Tang Jiankun, Çin Devlet Medyası CRI'ın Türkiye'de yayın yapan haber portalının Genel Yayın Koordinatörü. 35 yaşında. Türkoloji mezunu... Yakın dönemde İbrahim Kalın'ın Ben, Öteki ve Ötesi adlı kitabını Çinceye çevirmiş. Bugünlerde de Yalçın Akdoğan'ın kaleme aldığı, Recep Tayyip Erdoğan'ın Liderlik Sırları kitabının Çince çevirisi üzerine çalışıyor. Sonuna gelmiş. Kitap kısa bir süre sonra Çin'de yayınlanacak.
- Türk kültürüne merak sarmanız nasıl oldu?

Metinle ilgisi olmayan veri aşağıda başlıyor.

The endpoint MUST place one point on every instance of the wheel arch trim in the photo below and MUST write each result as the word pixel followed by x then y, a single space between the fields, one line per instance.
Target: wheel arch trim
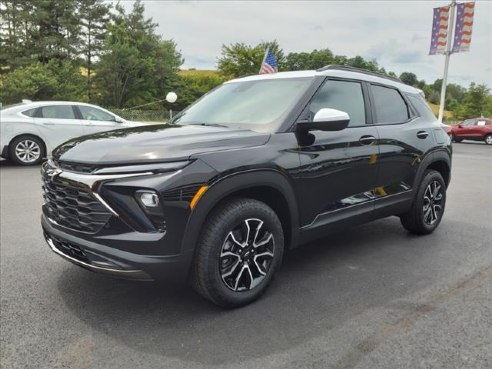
pixel 235 183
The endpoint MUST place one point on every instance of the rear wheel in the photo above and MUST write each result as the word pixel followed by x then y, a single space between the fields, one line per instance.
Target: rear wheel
pixel 239 251
pixel 27 150
pixel 428 205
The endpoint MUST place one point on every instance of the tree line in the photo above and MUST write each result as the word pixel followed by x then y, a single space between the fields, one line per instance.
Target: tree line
pixel 92 51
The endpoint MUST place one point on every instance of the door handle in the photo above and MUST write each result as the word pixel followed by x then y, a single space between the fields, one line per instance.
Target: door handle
pixel 367 140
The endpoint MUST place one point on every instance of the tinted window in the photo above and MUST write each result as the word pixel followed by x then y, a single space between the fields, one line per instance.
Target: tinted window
pixel 90 113
pixel 422 107
pixel 389 105
pixel 30 112
pixel 58 112
pixel 341 95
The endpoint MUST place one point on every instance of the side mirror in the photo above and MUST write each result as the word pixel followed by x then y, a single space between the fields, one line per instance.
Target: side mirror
pixel 326 119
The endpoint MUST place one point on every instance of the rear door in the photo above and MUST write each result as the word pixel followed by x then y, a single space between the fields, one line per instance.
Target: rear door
pixel 404 139
pixel 58 123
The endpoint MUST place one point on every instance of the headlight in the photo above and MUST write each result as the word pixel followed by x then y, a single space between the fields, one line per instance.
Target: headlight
pixel 149 199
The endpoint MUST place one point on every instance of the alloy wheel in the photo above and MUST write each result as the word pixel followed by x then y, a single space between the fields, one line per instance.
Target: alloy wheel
pixel 27 151
pixel 432 202
pixel 246 255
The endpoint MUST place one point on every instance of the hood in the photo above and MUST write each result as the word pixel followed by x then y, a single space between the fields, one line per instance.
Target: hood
pixel 155 143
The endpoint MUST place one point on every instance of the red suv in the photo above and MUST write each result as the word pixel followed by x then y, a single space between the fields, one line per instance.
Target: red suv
pixel 477 129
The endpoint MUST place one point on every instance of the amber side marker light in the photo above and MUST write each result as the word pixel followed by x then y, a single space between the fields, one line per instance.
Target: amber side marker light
pixel 197 196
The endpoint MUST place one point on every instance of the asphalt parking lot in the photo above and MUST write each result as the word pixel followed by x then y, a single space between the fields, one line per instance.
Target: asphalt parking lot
pixel 372 297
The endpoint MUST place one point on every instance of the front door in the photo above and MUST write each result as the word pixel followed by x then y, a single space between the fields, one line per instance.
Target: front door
pixel 338 169
pixel 96 120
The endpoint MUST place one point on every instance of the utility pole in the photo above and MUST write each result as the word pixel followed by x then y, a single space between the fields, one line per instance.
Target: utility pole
pixel 446 61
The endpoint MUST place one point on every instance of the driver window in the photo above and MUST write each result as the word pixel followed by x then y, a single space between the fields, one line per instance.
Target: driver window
pixel 341 95
pixel 90 113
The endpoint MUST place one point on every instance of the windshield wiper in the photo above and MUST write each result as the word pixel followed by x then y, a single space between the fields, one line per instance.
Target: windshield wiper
pixel 209 125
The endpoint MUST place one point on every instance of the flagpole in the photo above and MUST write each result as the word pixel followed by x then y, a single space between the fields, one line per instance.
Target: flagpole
pixel 264 58
pixel 446 61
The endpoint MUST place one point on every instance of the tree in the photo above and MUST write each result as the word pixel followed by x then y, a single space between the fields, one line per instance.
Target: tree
pixel 314 60
pixel 94 15
pixel 38 81
pixel 136 66
pixel 409 79
pixel 191 85
pixel 239 59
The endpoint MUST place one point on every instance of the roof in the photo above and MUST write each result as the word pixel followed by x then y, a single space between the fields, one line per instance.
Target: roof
pixel 340 73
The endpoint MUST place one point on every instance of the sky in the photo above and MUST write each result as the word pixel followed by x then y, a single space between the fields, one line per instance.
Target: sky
pixel 393 32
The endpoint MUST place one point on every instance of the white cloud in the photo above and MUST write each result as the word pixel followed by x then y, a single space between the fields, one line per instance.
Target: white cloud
pixel 395 33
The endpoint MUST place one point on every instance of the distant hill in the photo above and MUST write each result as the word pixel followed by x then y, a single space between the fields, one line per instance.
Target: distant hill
pixel 435 109
pixel 198 72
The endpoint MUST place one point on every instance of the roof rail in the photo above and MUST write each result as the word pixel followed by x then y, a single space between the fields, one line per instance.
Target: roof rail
pixel 358 70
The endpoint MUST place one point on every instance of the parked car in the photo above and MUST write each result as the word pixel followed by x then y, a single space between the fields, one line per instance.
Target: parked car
pixel 259 165
pixel 476 129
pixel 31 130
pixel 446 128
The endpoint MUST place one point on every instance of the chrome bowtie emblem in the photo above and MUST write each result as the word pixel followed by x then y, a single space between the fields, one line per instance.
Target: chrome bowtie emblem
pixel 53 172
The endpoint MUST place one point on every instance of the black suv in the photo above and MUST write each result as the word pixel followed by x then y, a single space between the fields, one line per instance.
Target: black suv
pixel 259 165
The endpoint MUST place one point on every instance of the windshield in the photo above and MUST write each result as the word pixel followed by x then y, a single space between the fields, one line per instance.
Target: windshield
pixel 258 105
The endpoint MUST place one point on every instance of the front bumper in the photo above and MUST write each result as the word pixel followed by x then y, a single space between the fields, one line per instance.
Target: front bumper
pixel 108 260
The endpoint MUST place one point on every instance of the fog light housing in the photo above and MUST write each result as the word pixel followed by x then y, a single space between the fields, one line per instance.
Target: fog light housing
pixel 148 199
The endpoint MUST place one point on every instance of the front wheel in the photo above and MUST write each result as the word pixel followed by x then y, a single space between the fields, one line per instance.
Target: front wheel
pixel 238 253
pixel 428 205
pixel 26 150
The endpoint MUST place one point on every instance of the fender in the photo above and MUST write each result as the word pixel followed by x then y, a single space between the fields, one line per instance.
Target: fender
pixel 441 154
pixel 231 184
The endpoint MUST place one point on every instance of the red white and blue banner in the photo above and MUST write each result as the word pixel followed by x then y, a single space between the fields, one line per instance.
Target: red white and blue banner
pixel 464 26
pixel 439 30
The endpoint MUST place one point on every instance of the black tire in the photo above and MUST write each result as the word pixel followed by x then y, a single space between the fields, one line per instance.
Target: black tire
pixel 219 253
pixel 27 150
pixel 428 205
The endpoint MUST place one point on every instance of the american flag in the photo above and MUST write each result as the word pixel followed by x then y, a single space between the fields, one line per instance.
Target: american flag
pixel 269 63
pixel 439 36
pixel 464 25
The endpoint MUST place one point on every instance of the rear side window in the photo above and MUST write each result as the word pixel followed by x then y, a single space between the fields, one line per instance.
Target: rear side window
pixel 57 112
pixel 422 108
pixel 90 113
pixel 30 112
pixel 389 105
pixel 341 95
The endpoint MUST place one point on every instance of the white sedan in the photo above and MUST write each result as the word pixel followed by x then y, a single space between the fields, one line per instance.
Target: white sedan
pixel 31 130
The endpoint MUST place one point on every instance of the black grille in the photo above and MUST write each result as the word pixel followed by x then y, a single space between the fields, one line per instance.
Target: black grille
pixel 181 194
pixel 67 248
pixel 73 207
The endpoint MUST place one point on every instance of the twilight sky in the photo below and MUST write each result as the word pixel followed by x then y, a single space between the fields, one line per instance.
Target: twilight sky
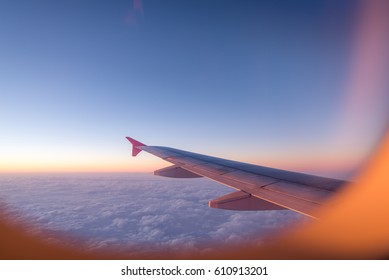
pixel 298 84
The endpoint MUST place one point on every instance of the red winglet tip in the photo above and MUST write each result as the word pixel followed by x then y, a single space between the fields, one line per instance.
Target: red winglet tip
pixel 135 145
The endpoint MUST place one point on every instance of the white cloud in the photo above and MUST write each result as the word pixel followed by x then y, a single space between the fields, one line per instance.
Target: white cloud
pixel 128 209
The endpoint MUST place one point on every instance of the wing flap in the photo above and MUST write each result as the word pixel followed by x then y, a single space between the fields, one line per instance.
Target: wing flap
pixel 242 201
pixel 175 171
pixel 300 192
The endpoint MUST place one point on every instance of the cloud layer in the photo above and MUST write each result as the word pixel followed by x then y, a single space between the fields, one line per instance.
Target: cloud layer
pixel 132 210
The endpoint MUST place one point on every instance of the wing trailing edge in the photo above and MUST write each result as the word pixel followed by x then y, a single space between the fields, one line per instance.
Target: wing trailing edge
pixel 243 201
pixel 135 146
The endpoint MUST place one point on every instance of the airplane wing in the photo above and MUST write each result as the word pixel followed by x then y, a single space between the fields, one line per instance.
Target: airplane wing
pixel 258 187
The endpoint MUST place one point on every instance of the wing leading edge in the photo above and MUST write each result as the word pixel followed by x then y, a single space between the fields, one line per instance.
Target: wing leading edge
pixel 258 187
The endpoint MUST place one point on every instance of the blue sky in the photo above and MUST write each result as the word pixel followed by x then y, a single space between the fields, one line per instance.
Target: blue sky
pixel 257 81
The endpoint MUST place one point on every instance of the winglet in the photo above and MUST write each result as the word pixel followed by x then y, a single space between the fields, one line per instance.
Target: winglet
pixel 135 146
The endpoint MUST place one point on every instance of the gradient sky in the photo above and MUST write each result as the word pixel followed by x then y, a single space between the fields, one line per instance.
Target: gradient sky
pixel 290 84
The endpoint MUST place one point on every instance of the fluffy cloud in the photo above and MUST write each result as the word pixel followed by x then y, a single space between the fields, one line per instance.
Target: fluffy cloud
pixel 123 210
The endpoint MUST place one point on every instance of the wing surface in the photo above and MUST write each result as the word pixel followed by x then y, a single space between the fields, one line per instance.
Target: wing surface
pixel 259 187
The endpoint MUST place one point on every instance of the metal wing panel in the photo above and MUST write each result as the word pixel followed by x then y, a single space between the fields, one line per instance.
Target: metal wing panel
pixel 296 191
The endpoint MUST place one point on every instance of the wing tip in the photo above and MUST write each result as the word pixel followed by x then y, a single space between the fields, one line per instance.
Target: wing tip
pixel 135 146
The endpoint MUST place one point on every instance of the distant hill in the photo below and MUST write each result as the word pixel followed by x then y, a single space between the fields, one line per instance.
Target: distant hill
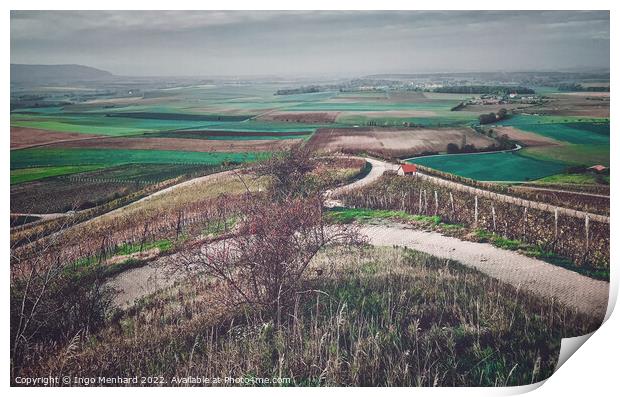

- Daha evvel de Çin'de Türkoloji bölümü vardı ama 40 yıl ara verildi. 2001 yılında yeniden açıldı. Ve ben oraya kayıt oldum. Okulun ilk mezunlarındanım. Üniversiteye girmeden önce Türkiye ile ilgili fazla bilgim yoktu. Ama toplumumuzda farklı diller ve kültürler bilen öğrencilere ihtiyaç vardı. Türkçe bizim için önemli dedi yöneticiler. Lisede beni keşfettiler ve Türkoloji bölümüne aldılar.

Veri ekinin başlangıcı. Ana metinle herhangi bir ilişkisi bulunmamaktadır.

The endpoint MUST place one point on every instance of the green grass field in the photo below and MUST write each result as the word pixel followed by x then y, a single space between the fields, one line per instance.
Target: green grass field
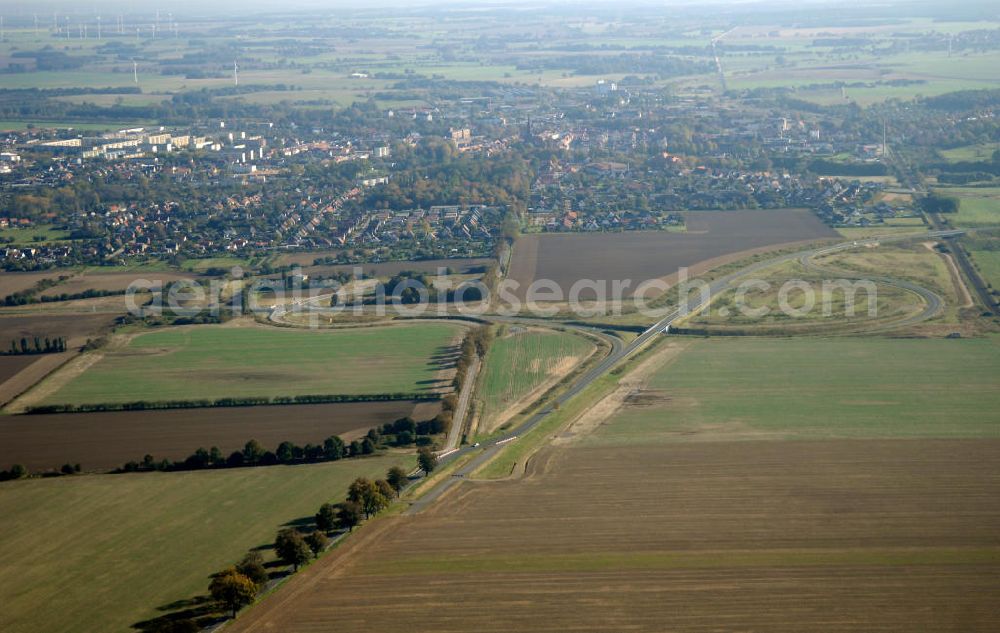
pixel 971 153
pixel 213 362
pixel 102 552
pixel 989 266
pixel 33 235
pixel 979 211
pixel 520 362
pixel 748 388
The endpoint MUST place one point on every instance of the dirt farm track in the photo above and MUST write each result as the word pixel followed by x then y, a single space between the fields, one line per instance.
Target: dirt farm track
pixel 840 535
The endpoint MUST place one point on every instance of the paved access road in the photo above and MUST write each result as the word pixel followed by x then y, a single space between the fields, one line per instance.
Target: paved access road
pixel 487 450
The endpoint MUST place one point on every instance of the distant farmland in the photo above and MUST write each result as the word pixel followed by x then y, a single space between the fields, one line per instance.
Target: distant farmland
pixel 774 536
pixel 195 362
pixel 104 441
pixel 770 485
pixel 642 255
pixel 519 363
pixel 102 552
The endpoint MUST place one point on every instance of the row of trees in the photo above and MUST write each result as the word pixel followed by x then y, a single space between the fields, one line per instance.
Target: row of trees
pixel 38 345
pixel 239 585
pixel 403 432
pixel 476 343
pixel 254 454
pixel 247 401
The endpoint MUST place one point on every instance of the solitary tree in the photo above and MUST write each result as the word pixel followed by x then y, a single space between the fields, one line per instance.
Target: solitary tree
pixel 397 478
pixel 333 447
pixel 253 452
pixel 357 490
pixel 291 548
pixel 326 518
pixel 252 566
pixel 317 542
pixel 385 489
pixel 427 460
pixel 233 589
pixel 348 515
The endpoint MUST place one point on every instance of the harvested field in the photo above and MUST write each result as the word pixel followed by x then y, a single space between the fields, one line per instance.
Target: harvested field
pixel 625 527
pixel 104 441
pixel 10 366
pixel 240 360
pixel 98 553
pixel 383 269
pixel 77 328
pixel 756 536
pixel 729 388
pixel 519 366
pixel 639 256
pixel 88 280
pixel 117 281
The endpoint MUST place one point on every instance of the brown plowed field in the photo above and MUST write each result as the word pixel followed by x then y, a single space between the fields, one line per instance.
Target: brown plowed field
pixel 838 535
pixel 10 366
pixel 643 255
pixel 103 441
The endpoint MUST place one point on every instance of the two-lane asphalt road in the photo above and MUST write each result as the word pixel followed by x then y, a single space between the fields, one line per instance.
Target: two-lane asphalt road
pixel 488 449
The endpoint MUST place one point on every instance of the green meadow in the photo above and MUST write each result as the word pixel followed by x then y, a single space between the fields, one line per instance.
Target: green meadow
pixel 812 388
pixel 196 362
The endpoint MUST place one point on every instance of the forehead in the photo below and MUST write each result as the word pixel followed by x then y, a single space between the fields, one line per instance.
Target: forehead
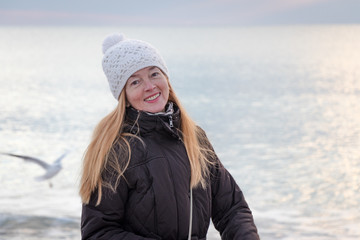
pixel 143 70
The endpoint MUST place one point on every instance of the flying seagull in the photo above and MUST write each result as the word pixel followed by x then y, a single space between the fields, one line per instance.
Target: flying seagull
pixel 51 169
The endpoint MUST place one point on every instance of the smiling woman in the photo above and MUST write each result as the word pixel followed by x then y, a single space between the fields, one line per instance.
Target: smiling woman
pixel 149 171
pixel 147 90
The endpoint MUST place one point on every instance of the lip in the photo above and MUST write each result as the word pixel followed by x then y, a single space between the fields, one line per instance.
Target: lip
pixel 156 95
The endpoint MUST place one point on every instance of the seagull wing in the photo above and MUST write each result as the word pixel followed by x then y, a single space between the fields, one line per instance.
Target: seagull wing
pixel 30 159
pixel 58 160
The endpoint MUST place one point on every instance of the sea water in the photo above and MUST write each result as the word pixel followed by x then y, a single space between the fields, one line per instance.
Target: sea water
pixel 280 105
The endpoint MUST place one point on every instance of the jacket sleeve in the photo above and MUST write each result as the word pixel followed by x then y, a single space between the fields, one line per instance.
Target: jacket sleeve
pixel 105 221
pixel 230 212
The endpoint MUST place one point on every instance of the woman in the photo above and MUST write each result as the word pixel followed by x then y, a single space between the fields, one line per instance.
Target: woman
pixel 149 171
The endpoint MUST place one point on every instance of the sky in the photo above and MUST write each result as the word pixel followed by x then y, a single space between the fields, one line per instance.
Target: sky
pixel 179 12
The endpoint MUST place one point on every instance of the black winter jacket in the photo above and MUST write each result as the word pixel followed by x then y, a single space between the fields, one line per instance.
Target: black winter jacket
pixel 153 200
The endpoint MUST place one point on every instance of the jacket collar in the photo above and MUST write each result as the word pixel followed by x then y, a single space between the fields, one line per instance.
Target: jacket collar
pixel 143 123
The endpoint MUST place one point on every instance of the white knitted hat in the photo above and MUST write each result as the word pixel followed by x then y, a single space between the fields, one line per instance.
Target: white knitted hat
pixel 123 57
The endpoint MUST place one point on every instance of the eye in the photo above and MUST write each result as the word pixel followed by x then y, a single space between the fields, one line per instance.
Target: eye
pixel 134 82
pixel 155 74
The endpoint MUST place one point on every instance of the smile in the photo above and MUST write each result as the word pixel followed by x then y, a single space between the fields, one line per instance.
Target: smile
pixel 152 97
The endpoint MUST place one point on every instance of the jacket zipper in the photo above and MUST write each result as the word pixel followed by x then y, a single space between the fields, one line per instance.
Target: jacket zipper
pixel 170 121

- Türk hocalarınız oldu mu?
- Türkiye Büyükelçiliği'nde 17 sene çalışmış bir Çinli hocamız vardı en başlarda. Sonra Türk hocalarımız da oldu. Özellikle konuşma, yazma, sosyal iletişim konularında önemli eğitimler aldım. Kültür, gelenek, örf ve adet üzerine de çalıştım.
- İlk ne zaman Türkiye'ye geldiniz?
- Önce 2010'da Ankara'ya geldim. CRI'ın Ankara temsilcisi oldum. Tabii yıllarca kitaplardan okuduğum Türkiye'yle tanışınca çok mutlu oldum. Özellikle aile kültürüne, yaşlılara gösterdiğimiz saygıya ortak bir bakışımız olduğunu gördüm. Çok memnun oldum. Bir Çinli bir Türkü, bir Türk Çinliyi tanıdığı zaman çok seviyor, bunu gördüm.

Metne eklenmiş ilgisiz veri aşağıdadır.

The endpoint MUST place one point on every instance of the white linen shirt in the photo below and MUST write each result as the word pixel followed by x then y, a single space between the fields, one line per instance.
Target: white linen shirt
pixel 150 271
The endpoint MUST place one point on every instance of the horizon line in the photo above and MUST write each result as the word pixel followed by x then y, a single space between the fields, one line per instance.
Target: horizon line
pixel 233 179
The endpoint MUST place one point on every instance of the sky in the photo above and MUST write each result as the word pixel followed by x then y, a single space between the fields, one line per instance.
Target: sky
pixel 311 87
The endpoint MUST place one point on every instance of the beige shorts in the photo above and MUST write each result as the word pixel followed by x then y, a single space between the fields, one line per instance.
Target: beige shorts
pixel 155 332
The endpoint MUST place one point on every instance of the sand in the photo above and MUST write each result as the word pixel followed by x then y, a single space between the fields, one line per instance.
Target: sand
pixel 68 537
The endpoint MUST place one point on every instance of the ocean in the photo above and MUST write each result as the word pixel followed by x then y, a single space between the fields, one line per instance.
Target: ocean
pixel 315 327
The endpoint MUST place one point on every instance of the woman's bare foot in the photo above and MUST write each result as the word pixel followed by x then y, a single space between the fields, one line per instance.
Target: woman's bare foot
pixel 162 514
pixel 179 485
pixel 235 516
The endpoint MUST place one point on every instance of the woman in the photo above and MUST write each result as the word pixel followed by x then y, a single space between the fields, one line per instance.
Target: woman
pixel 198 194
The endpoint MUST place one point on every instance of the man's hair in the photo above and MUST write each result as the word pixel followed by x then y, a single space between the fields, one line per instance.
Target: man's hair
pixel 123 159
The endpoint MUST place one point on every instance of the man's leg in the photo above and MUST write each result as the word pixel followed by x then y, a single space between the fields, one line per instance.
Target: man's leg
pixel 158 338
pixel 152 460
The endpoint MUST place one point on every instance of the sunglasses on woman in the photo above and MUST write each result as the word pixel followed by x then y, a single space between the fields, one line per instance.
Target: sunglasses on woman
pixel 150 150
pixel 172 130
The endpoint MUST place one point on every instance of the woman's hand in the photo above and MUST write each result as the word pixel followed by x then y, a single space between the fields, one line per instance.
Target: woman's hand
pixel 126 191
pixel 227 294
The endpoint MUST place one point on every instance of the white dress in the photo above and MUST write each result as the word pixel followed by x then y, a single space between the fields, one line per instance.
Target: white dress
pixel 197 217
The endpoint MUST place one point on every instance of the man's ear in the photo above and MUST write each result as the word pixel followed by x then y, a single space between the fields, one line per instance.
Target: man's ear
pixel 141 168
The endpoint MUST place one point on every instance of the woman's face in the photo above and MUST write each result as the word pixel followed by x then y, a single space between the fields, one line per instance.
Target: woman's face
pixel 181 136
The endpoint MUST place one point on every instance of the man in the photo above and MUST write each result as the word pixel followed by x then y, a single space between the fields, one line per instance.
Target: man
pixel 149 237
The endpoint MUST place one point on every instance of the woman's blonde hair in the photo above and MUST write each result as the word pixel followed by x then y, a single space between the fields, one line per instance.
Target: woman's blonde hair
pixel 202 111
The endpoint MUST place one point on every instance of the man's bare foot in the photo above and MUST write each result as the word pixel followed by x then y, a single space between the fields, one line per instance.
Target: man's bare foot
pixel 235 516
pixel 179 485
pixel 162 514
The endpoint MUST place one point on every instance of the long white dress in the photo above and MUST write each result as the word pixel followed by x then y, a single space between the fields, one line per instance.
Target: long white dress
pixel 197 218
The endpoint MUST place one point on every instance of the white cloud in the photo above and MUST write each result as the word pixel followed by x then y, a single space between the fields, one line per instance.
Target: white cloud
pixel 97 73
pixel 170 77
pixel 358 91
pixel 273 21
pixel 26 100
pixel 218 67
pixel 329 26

- Başka nasıl benzerlikler buldunuz Çin-Türk kültürü arasında?
- Bizde de bayramlar çok önemlidir. Aile ziyaretleri, sofrada birlikte olmak... Yemek yemek bizde de sadece yemek yemek değildir, sofrayı paylaşmak, aile ve dostluk bağlarını geliştirmektir...
- İki ülke de imparatorluk kültüründen geliyor. Bunun izlerini nasıl buldunuz?
- Çin'de 56 etnik grup yaşıyor. Bize çocukluğumuzdan beri bu 56 etnik grubun Çin ailesinin üyesi olduğunu anlatılır. O yüzden çok zengin bir kültürümüz var. O yüzden bizde iç turizm çok önemllidir. Herkes farklı kültürleri keşfedebilir. Birbirimizi iyi tanıyoruz. Bir çok kültürel alışverişimiz var.
- Şu anda Yalçın Akdoğan'ın yazdığı Recep Tayyip Erdoğan'ın Liderlik Sırları kitabını Çinceye çeviriyormuşsunuz. O nasıl gidiyor?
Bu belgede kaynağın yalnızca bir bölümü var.